Imagine you receive an envelope with 3 checks and a letter that says that you must invest all the money and try to get as much return as you can. The first check is 1k, the second 2 and the last of 5k (US$). The only thing is each investment need to be independent from each other.
======
subrat_rout
As moocow01 said, the answer will be generic for a generic question. But few
things you should consider before investing.

1\. Try to invest in something you know inside out. In that way you increase
odd of return.

2\. What about your risk profile and current financial situation? If you have
any credit card debt with 16% interest then you better pay off that. Very few
investment in US will have annual return 16% or more.

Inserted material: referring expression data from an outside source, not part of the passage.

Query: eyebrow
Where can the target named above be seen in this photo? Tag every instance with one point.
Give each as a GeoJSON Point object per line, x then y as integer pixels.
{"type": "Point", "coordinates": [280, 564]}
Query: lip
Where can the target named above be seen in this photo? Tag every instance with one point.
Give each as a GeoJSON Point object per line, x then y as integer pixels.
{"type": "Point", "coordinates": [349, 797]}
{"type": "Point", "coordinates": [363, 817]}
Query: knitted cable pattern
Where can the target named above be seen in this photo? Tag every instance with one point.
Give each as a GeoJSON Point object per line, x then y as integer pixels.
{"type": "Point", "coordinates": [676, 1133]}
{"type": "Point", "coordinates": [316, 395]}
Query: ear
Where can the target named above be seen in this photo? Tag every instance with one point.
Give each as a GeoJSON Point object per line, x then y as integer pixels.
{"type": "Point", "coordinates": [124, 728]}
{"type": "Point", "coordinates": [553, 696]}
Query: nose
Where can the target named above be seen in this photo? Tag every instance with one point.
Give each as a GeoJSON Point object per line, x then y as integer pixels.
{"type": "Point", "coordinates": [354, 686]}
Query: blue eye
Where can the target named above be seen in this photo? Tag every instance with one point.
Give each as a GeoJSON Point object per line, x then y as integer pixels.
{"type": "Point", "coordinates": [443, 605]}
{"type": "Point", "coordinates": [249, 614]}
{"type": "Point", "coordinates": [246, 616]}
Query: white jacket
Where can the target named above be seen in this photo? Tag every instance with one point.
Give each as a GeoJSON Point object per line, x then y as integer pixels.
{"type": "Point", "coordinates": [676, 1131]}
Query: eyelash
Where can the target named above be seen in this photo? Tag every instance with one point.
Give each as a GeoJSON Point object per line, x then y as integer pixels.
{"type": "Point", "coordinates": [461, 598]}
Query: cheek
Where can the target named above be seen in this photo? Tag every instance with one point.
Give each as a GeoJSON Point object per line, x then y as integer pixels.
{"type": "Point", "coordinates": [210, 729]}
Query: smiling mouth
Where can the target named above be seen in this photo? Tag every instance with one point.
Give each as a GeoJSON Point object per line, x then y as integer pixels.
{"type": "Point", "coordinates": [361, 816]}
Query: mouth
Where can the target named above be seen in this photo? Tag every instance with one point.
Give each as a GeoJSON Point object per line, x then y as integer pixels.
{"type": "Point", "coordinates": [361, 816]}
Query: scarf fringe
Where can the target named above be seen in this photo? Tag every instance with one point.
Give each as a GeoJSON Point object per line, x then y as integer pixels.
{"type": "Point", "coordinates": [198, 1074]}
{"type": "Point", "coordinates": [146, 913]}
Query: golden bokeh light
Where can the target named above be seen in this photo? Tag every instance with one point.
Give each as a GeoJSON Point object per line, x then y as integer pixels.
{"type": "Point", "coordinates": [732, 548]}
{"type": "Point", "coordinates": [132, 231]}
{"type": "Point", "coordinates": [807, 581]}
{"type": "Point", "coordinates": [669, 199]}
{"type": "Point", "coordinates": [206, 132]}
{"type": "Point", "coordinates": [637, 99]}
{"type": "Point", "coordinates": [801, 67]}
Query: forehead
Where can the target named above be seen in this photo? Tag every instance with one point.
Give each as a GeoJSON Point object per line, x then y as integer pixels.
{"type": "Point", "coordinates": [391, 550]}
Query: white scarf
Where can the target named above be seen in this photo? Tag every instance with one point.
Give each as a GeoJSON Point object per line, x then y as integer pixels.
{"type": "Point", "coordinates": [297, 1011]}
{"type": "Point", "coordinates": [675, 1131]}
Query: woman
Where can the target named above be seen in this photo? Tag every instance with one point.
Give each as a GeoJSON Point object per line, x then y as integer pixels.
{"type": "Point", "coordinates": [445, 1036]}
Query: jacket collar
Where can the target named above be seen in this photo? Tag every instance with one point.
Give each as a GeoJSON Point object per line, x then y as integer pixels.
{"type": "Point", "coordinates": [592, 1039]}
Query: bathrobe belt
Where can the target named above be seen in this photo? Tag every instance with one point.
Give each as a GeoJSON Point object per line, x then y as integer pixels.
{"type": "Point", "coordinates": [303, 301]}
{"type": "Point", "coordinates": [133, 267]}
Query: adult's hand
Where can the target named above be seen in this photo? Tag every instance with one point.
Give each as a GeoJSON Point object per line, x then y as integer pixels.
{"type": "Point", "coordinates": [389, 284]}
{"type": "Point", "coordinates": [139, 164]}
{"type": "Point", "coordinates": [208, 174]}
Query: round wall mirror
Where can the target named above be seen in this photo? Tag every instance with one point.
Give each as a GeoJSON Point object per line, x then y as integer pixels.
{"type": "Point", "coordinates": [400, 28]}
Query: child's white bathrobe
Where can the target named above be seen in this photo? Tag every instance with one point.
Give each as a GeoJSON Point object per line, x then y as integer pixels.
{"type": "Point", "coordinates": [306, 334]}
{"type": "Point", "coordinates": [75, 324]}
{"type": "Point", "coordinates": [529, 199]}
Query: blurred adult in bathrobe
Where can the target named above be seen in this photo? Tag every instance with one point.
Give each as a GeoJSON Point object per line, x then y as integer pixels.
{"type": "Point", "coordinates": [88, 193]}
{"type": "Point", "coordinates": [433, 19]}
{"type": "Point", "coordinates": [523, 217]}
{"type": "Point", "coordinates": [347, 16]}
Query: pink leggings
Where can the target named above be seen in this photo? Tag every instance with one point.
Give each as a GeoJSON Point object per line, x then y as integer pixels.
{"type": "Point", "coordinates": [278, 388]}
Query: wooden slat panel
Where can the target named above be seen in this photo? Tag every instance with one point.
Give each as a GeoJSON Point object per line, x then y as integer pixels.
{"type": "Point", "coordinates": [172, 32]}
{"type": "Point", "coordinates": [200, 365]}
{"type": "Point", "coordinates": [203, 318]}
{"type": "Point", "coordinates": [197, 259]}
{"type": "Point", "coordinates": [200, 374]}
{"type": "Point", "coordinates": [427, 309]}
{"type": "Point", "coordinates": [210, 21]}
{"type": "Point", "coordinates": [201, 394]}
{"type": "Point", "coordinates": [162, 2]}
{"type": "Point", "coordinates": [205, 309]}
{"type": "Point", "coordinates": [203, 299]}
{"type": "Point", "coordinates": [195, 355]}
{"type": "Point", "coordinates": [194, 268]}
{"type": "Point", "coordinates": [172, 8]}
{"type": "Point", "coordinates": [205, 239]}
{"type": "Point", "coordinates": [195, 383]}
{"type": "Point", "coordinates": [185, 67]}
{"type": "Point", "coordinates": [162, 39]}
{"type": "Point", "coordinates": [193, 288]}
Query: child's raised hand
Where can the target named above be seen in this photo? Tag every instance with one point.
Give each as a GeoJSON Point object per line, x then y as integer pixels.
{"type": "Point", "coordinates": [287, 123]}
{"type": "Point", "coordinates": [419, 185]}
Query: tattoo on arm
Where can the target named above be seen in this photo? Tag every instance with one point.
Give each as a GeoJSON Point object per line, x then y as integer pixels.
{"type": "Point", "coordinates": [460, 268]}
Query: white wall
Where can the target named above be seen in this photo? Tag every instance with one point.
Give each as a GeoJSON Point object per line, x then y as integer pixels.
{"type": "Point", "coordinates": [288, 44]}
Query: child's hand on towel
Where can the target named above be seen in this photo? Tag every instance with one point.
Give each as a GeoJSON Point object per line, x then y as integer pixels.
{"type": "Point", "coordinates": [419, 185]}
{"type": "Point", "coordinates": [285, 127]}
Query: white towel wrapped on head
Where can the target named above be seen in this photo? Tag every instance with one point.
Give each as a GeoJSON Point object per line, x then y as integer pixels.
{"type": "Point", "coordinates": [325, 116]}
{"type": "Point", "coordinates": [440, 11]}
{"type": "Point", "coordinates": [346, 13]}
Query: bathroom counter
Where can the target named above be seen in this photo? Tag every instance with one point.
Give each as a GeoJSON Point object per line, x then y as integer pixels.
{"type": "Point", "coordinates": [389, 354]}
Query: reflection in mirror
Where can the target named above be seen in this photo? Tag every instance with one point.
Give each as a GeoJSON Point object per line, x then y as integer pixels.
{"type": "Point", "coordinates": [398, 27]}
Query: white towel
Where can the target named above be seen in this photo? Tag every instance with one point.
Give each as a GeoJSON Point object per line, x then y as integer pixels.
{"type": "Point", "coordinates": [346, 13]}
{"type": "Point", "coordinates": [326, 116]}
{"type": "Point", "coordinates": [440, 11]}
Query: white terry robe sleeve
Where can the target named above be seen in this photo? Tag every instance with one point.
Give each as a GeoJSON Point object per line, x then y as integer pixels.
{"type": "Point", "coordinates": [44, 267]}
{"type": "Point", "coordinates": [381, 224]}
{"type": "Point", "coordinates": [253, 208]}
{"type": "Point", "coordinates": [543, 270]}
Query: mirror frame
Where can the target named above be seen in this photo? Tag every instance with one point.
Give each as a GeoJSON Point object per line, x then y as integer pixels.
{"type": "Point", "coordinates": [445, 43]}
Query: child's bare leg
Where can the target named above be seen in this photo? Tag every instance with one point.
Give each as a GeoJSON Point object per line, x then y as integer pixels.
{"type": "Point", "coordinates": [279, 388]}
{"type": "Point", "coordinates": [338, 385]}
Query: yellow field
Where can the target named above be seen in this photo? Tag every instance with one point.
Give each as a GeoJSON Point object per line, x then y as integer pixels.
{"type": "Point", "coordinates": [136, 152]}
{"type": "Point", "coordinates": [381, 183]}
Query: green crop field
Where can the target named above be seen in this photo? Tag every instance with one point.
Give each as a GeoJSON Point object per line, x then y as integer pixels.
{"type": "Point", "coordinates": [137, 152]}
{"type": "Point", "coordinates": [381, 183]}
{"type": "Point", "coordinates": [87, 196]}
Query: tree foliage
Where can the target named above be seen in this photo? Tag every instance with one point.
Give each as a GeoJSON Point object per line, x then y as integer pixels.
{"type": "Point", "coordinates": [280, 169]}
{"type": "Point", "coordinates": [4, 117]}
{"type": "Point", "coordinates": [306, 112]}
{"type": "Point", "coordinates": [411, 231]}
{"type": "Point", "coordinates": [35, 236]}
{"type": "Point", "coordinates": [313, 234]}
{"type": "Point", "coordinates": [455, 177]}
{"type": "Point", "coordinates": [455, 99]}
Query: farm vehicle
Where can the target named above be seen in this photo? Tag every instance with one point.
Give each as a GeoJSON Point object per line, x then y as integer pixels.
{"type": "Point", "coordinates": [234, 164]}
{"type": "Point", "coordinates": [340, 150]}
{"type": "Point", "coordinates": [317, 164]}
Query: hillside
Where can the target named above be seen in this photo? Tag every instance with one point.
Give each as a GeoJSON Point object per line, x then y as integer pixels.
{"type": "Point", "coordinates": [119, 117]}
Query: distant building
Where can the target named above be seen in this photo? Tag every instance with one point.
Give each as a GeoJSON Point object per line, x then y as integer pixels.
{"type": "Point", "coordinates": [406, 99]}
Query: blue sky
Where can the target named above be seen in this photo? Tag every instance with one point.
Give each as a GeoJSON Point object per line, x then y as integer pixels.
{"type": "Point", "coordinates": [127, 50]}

3\. If you are a risk averse person then you can invest the money into a index
fund.

4\. Or you can invest that money in yourself by learning something (a new
skill, language or tool) you think it will propel your career forward.

------
fusiongyro
Highest return? Nobody invests to get the lowest return. What makes it
interesting is what your risk aversion is. If you need the highest
_guaranteed_ return, you're looking at something with a very low yield and/or
a very long timeframe, like a US treasury savings bond. If you want the
highest _possible_ return, you're looking at something like a lottery ticket.
Between these extremes are most of the interesting investments, but the
returns are not astronomical or instantaneous.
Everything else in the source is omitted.